Russia's economy shrank by two per cent in the first three months of this year, Russian Prime Minister Dmitry Medvedev has revealed. This represents the first contraction since 2009.
He acknowledged the increasing cost for its takeover of Crimea from Ukraine, which led the US and the European Union to levy sanctions against Russia.
Addressing lawmakers at the lower house of parliament in Moscow, he said he estimated that losses as a result of sanctions had reduced income from foreign exports by €25 billion (£18 billion), 1.5 per cent of gross domestic product, adding that the toll is set to grow this year.

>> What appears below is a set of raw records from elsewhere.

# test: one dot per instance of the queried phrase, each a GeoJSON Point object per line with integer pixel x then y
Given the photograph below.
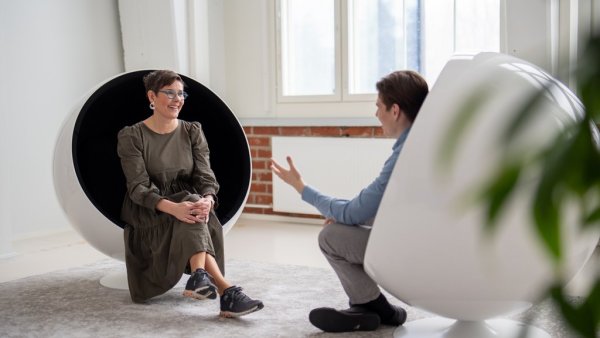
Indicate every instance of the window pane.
{"type": "Point", "coordinates": [308, 47]}
{"type": "Point", "coordinates": [383, 36]}
{"type": "Point", "coordinates": [477, 26]}
{"type": "Point", "coordinates": [454, 27]}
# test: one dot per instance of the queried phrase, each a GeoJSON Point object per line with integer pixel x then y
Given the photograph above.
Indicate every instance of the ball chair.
{"type": "Point", "coordinates": [88, 179]}
{"type": "Point", "coordinates": [427, 246]}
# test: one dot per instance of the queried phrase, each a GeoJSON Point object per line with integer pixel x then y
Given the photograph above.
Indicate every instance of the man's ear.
{"type": "Point", "coordinates": [396, 110]}
{"type": "Point", "coordinates": [151, 95]}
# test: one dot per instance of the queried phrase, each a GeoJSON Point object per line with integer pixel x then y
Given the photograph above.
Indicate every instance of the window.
{"type": "Point", "coordinates": [334, 51]}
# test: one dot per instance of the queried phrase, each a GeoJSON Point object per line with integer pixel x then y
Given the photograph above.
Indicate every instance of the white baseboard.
{"type": "Point", "coordinates": [279, 218]}
{"type": "Point", "coordinates": [42, 233]}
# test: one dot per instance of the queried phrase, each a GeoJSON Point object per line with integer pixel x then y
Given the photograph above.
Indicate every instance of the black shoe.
{"type": "Point", "coordinates": [199, 286]}
{"type": "Point", "coordinates": [235, 303]}
{"type": "Point", "coordinates": [352, 319]}
{"type": "Point", "coordinates": [397, 319]}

“The unprecedented political and economic external pressure is the price for our position,” he said today (April 21st). “But everyone – authorities and our society – understood that we had no other way, whatever threats we may face."
"Russia can cope"
"The losses from the restrictions that have been imposed are significant, let’s not hide that,” Medvedev said. “There’s practically not a single sector of the economy that hasn’t been affected by some of the political measures, ranging from the financial sphere and limits on access to foreign credit to the import of technologies," he said.

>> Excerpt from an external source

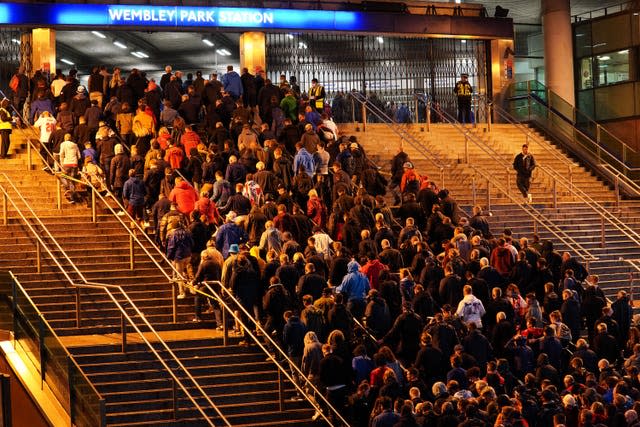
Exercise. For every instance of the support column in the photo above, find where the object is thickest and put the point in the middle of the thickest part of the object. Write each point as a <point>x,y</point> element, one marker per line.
<point>43,45</point>
<point>558,48</point>
<point>253,51</point>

However, he stressed the economic situation was not as bad as in 2009 and was stabilising, adding that Russia can cope.
"If external pressure intensifies, and oil prices remain at an extremely low level for a long time, we will have to develop in a new economic reality. I am convinced that we will be able to live even in such a reality. The experience of the recent period has shown that we have learnt how to do this," he said.
Western sanctions were imposed after Russia annexed Ukraine's Crimea region in March 2014, and they have been escalated during the fighting in eastern Ukraine, where Moscow is backing separatist forces.
These, along with declining oil prices, have hit the country hard, as the economy relies heavily on revenues from oil exports.
Inflation is also soaring, hitting 16.7 per cent in February, with food prices jumping by 23 per cent compared to last year.
The Central Bank of Russia (CBR) expects the Russian economy to contract by between 3.5 per cent and four per cent in 2015.